Would of been better if she picked up an old Punisher. Or maybe an Elf Quest collection.
I think it's because bats are scarier than hawks.
Why "LOL BAT"? Did he hear some morronic comment made by a dippy female child in a comic shop?
At least one of your customers had a clear complexion for a change... -Though still a mouth-breather, I see.@ 12:38 Anonymous- We all know Frank Castle was bitten by a radioactive gun and thus became... I'm not even going to finish that.
I thought Frank Castle was a son of a gun?
Sorry but doesn't the open mouth signify she's TALKING rather than a mouth breather?
A mouth-talker, then. I see.
"...I'm not even going to finish that."Good.
"...Son of a gun!" HA! 1:57 Anonymous, YOU'RE HIRED!And mouth-breathers are slack-jawed, drool, snore and have bad breath. -I'm speaking generally here, so no offense to anymore but try talking excitably while also breathing only through your mouth; you're gonna gleek a bit. I mean- that's what I always took that aspect of these caricatures to represent.It can also mean "a perceived lack of intelligence or someone with poor social skills." So... yeah.
Because criminals are a superstitious, cowardly lot...so when a bat frightened Bruce Wayne, he decided it was an omen.HEY WAIT
Just think. He COULD have been My Neighbor's Mean Poodle Man.
Clearly he should have gone with something truly terrifying, like hawks.
I wonder how 'bitten by a ____' became the default assumption of superhero origins. Isn't Spider-Man the only one that ever happened to?

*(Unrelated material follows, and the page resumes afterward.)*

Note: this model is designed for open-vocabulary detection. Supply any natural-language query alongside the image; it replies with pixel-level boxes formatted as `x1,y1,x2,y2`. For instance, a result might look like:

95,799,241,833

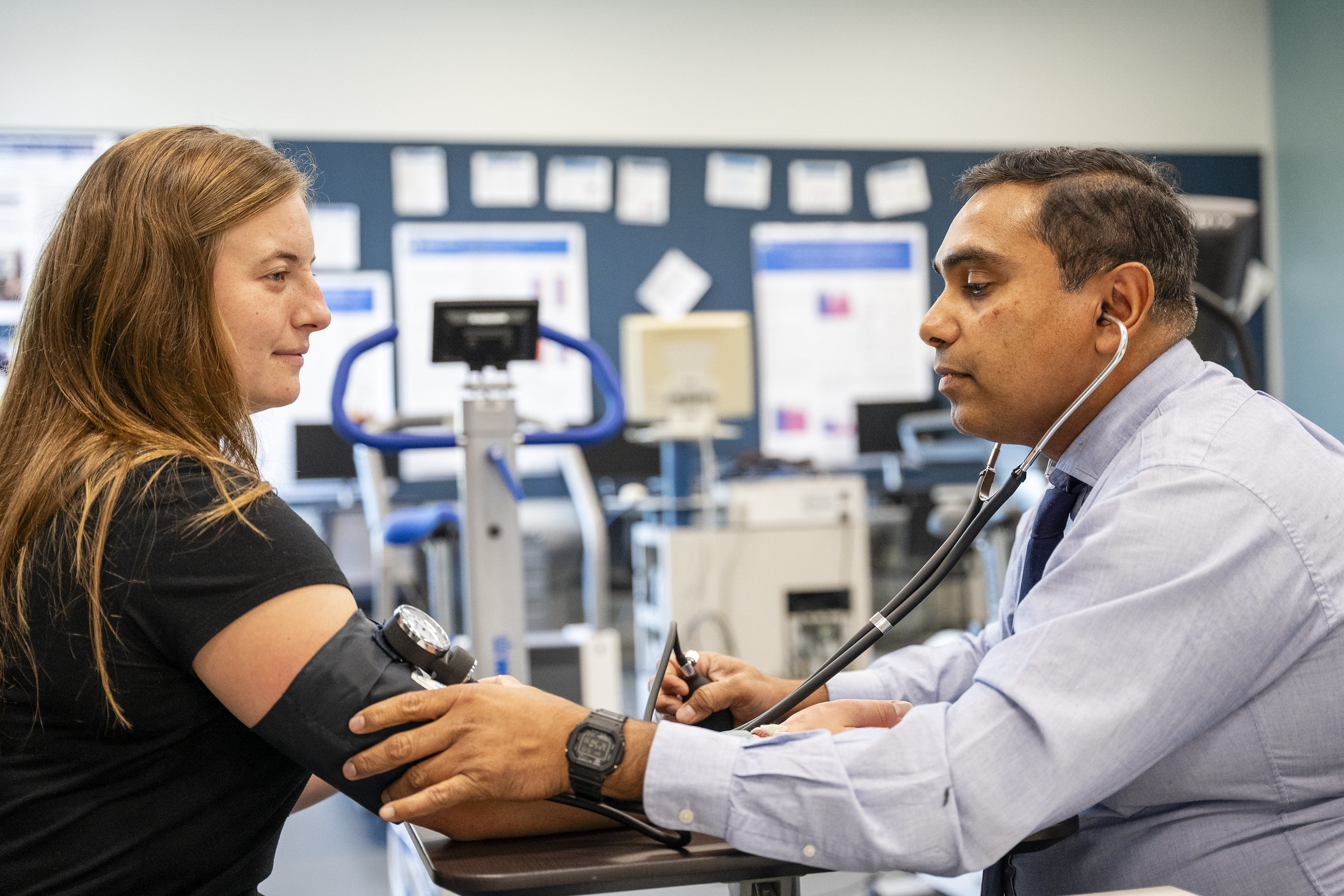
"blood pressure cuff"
253,610,435,813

Thank you, your majesty! About the "bitten by a" - well, yes and know. I think they made it the origin of Michael Morbius in Spidey the Animated Series (he was bitten by a radioactive bat), and of course there are multiple vampire/werebeast variations. But for every such case there's a gazillion jokes, my favorite being Generation X Skin's: "Hey, don't be afraid, I'm not a mutant, I just got bitten by an elephant, that's why I'm gray and flappy".
That's actually pretty close...of course minus the whole "saw parents killed right in front of me" thing.
Holy botched origin, Batman!
I think it's impressive that she didn't actually know his origin. How many people can say that in this day and age? Well, impressive *and* kinda dumb.
Wait...I thought Batman was a bat who was bitten by a radioactive human.
No, no, no, it was Peter Porker the Spectacular Spider-Ham - he was a spider who was bitten by a radioactive pig.